Problem Statement: In the context of neural network design, it's hypothesized that a deeper neural network, which includes additional layers on top of a shallower network's structure, could theoretically achieve at least the same level of training performance as its shallower counterpart. This is based on the idea that the extra layers could effectively become identity mappings, passing their inputs through unchanged, thereby preserving the shallower network's behavior. Nevertheless, in practice, training deep neural networks to learn such identity mappings through gradient descent is not straightforward, often leading to difficulties in achieving optimal performance due to issues like vanishing gradients.

Solution

Residual connections in neural networks make it easier for information to move from early layers in the network to later ones by creating shortcuts. These shortcuts allow the network to skip some steps in between. This setup lets the network keep some outputs from earlier layers without changing them. In this design, the job of the deeper layers is to learn the small changes, called "residuals," needed to adjust the inputs closer to what we want the final output to be. This means the deeper layers only have to learn the extra adjustments needed, making it simpler for the network to improve its accuracy.

Implementation

A residual connection is typically implemented within a residual block. First, in modern neural networks, the design is often block-based. A block is a combination of multiple neural network layers. Similar to programming, this block-based design makes the writing and designing of neural networks more intuitive and efficient.

Below is a standard design of a residual block, where the input u is the feature output from the previous layer (which might be a convolutional layer, or another residual block), and the output v is the feature extracted by this residual block.

The processing steps in the residue block can be describe as below:

1. The input goes through a 3x3 convolutional layer.
2. The output of the convolutional layer is then normalized using batch normalization.
3. A ReLU activation is applied.
4. The output passes through another 3x3 convolutional layer.
5. Batch normalization is applied again.
6. The output of this batch normalization is then added to the original input through a skip connection (assuming the dimensions match, otherwise a transformation is applied to the input to ensure it matches, talk later).
7. Finaly, a ReLU activation is applied after the addition in the residual connection, based more on empirical findings than theoretical underpinnings. This inclusion introduces an additional layer of nonlinearity. However, when the transformation f(u) within the residual path contributes minimally or not at all, effectively making the network learn an identity function for u, the impact of ReLU is nuanced. Since inputs are always non-negative (no matter if the input is the image or the rectified feature map), applying ReLU in such scenarios—where it acts directly on the input—does not alter the propagation of u, maintaining the integrity of the information flow.

Use Residual Blocks in a Residue Network

We concatenate a series of Residual Blocks (ResBlocks) to construct a ResNet (Residual Network e.g., ResNet-18). The architecture of a ResNet is thoughtfully segmented into three main parts: initial layers, a sequence of ResBlocks, and final layers, each serving a distinct purpose in the process of learning from input data to making predictions.
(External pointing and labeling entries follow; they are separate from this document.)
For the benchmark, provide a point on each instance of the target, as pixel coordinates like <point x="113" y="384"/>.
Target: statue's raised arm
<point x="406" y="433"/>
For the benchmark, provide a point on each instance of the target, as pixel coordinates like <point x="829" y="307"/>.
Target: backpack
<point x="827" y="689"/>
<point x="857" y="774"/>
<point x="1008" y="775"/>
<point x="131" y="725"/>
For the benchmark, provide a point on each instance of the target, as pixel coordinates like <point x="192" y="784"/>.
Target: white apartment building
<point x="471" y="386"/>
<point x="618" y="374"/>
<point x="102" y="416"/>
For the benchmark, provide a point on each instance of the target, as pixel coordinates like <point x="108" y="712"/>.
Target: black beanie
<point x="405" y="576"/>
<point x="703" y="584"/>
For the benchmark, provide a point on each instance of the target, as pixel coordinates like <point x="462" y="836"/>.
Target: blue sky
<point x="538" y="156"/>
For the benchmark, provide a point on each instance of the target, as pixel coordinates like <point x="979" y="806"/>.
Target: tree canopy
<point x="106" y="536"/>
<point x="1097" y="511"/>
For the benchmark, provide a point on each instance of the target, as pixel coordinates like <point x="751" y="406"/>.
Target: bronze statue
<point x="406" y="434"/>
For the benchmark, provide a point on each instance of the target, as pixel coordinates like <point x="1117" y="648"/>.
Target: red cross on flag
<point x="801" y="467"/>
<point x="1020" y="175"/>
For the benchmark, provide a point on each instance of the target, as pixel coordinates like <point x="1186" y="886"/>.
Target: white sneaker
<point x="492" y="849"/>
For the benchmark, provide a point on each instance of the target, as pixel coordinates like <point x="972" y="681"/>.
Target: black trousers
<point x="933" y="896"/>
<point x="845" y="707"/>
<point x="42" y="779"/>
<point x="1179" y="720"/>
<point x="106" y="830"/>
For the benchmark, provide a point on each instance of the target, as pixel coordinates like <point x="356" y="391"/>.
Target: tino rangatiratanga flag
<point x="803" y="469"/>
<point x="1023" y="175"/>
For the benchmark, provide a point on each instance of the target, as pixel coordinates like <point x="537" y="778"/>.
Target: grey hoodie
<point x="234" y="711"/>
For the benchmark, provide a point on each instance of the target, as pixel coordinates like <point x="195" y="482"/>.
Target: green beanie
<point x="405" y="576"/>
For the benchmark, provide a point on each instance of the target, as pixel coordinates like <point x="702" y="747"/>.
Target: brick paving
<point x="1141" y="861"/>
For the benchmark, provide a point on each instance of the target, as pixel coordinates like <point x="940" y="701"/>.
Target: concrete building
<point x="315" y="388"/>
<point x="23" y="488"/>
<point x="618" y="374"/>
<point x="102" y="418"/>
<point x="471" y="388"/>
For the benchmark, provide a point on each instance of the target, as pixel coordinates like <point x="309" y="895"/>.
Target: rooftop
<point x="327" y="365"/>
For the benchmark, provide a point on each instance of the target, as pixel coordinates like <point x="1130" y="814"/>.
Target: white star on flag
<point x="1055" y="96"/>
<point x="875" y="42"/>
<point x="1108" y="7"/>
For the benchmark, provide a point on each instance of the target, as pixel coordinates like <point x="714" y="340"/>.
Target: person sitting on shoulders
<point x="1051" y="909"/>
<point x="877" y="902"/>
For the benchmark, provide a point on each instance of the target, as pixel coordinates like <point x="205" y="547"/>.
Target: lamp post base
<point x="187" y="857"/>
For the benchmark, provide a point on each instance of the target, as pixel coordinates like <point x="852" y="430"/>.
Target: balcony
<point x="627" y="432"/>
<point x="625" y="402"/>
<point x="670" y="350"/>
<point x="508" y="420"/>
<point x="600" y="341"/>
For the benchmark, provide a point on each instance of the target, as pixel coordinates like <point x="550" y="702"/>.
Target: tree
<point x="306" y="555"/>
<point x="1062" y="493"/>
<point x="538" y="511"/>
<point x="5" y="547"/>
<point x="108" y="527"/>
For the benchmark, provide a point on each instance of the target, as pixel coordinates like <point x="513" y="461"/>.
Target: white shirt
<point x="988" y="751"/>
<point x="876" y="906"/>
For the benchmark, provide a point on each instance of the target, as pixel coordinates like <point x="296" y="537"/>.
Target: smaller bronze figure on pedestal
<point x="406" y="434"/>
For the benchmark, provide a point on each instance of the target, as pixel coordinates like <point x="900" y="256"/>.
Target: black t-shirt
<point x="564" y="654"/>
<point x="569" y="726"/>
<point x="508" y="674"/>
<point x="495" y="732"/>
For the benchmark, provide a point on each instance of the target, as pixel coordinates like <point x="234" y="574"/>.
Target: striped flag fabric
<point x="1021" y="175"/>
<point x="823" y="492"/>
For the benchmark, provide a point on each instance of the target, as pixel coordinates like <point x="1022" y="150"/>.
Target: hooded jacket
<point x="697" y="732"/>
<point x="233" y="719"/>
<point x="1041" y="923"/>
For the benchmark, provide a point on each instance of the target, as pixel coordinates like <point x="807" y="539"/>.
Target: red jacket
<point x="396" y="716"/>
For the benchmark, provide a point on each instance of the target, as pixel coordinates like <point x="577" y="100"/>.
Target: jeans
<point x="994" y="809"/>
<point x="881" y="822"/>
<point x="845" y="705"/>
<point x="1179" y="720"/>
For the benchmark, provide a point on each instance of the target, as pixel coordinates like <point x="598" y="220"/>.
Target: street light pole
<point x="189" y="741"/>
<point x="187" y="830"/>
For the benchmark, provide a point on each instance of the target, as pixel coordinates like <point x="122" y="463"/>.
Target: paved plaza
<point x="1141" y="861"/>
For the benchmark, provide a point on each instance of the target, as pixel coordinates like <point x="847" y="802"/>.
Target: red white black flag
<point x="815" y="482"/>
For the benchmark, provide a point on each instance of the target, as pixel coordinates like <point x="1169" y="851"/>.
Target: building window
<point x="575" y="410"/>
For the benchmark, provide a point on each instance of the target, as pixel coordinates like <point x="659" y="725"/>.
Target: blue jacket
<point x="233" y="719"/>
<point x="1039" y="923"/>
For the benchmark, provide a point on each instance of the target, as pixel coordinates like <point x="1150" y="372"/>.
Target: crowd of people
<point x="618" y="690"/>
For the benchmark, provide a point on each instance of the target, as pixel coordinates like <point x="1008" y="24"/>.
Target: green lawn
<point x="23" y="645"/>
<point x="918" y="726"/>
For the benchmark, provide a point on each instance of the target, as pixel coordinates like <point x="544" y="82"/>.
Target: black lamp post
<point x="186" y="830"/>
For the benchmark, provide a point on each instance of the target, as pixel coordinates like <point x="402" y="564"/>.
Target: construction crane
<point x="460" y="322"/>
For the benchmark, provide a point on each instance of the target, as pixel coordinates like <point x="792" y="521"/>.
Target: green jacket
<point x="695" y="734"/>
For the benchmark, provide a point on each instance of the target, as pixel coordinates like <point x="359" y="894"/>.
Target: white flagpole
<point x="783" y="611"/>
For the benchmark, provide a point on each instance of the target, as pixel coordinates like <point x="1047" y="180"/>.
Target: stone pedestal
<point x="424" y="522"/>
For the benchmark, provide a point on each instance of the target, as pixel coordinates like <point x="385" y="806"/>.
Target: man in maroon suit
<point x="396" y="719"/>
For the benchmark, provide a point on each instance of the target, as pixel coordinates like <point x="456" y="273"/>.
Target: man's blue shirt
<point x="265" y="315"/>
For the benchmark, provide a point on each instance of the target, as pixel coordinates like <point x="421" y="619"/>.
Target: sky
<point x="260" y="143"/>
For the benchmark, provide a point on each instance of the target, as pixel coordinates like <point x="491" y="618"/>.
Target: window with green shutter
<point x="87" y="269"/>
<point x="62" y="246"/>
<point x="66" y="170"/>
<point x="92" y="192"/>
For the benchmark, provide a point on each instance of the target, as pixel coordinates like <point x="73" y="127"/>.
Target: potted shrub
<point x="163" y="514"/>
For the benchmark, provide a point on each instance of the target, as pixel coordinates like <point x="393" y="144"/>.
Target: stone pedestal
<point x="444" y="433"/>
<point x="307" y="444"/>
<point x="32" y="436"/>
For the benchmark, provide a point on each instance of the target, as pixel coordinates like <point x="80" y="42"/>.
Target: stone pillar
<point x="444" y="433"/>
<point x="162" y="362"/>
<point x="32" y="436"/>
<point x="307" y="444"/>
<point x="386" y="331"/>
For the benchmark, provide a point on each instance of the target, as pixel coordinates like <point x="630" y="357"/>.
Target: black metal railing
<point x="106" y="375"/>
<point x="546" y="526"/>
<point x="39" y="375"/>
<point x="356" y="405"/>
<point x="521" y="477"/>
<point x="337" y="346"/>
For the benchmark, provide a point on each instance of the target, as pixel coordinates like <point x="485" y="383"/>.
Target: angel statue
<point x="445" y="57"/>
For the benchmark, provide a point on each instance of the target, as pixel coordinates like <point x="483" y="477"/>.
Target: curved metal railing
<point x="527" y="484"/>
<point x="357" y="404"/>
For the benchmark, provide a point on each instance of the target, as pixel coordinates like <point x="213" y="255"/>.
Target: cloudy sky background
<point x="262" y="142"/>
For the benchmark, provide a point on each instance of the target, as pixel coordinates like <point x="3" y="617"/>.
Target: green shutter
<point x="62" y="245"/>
The initial layers of a ResNet architecture are designed for preliminary feature extraction and channel depth conversion. This part typically begins with a convolutional layer that has a large kernel size and stride, aiming to capture basic patterns such as edges and textures from the input images. This is followed by batch normalization and ReLU activation to introduce non-linearity and stabilize the training process. A max pooling layer is included to further reduce the dimensionality of the feature maps, making the network more computationally efficient and invariant to small spatial shifts in the input.